I picked up a G areostriata in Feb of ths year here is the molting history :

Just picked up :Feb 14th : 1/2 inch
Feb 28th : 3/4 inch
March 17 : 1 inch
April 11 : 1.4 inches
May 18 : 2 inches
June 16th : 2.5 inches
July 30 : 3 inches ( confirmed female )
October 2 ( yesterday ) Looks like 4+ inches


I feed every 3 days, and keep my spider room at 80F. If you ask me she seems to be growing pretty fast !


----------



## Anastasia (Oct 2, 2007)

I have 1" sling didnt molt since last november
I had it for almost 11mo dont even look like its gona molt any soon


----------



## Fingolfin (Oct 2, 2007)

Picked up mine in  late August, at about a .5" size. It molted this week, and I swear its the same size...


----------



## Corranthe (Oct 2, 2007)

Fingolfin said:


> Picked up mine in  late August, at about a .5" size. It molted this week, and I swear its the same size...

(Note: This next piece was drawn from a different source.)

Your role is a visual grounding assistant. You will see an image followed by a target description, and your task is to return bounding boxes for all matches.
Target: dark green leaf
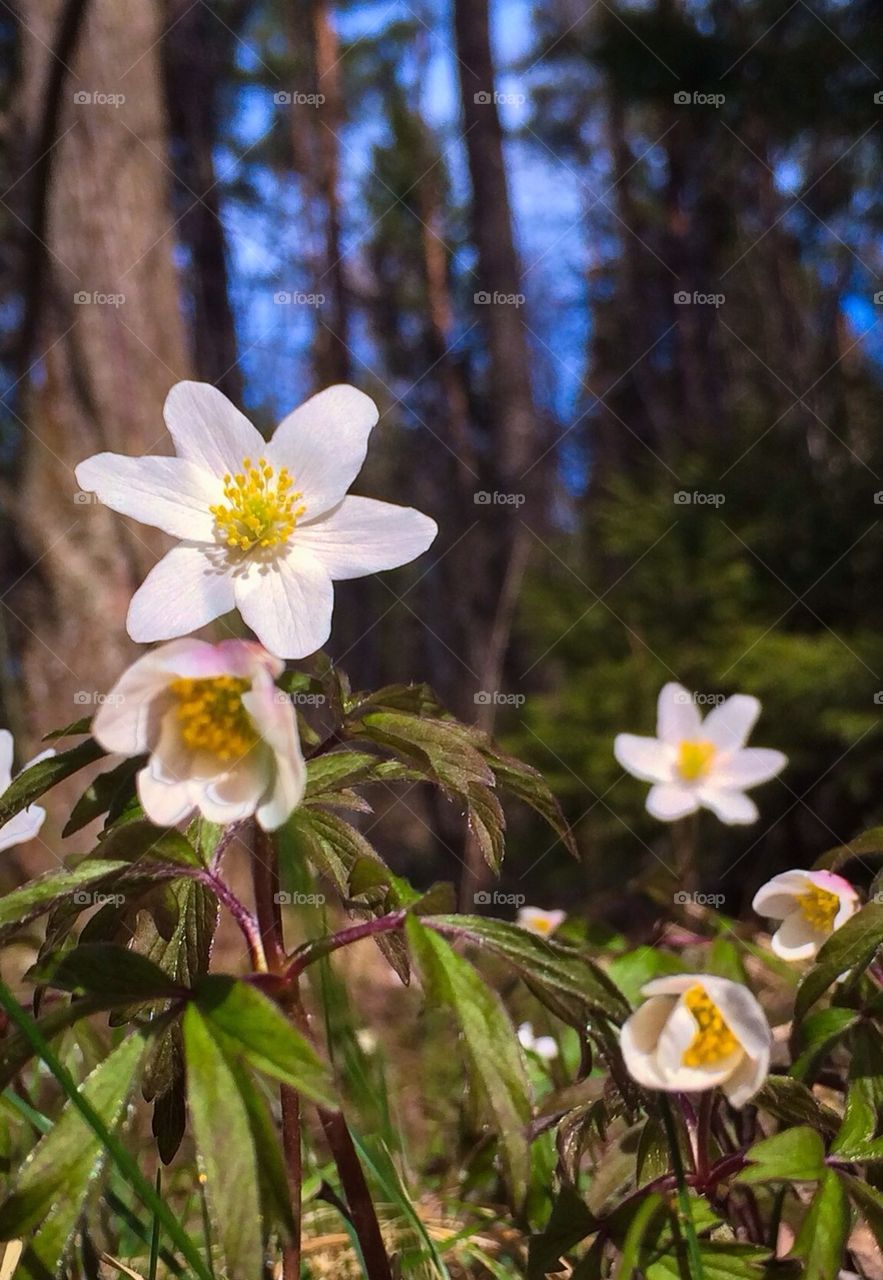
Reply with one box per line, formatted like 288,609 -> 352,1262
406,915 -> 530,1204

Hahaha!  Yeah, that is what it seemed like mine did the first molt as well.  But after a couple of days of stretching out in it's new skin it looked a little bit bigger.


----------



## RottweilExpress (Oct 3, 2007)

Kept halfway on a heatpad and getting fed roaches several times a week, mine is molting every 6 week. _She_ grows rather well I think. She's just over 2" now.


----------



## Herps&Inverts (Oct 5, 2007)

I've found than roseas have unremarkable growth rate. My aureostriata probably grew sluggishly until she hit 1", then her growth boomed over the next year and she grew probably 2". She continues to gain quite a bit of size between molts. I'll expect her to hit 4.5-5" by the end of this year, she'll be around 3 years old. 


Sami


----------



## P. Novak (Oct 5, 2007)

Heres some records of my _G.aureostriata_ slings that I've owned. I know I had more, but I think I misplaced them..:wall: 

Purchased: 1/12/2006 
Molt 1: 4/27/06 - 2" to 2.75"
Molt 2: 6/9/06 - 2.75" to 3.25"
Sold it: 8/17/06


Purchased: 9/26/2006
Molt 1: 4/2/07 - 1cm to 1.75cm
Molt 2: 5/23/07 - 1.75cm to 2.5cm
Molt 3: 6/28/07 - 2.5cm to 3.2cm
Molt 4: 9/2/07 - 3.2cm to 4cm

I'll update this next time it molts


----------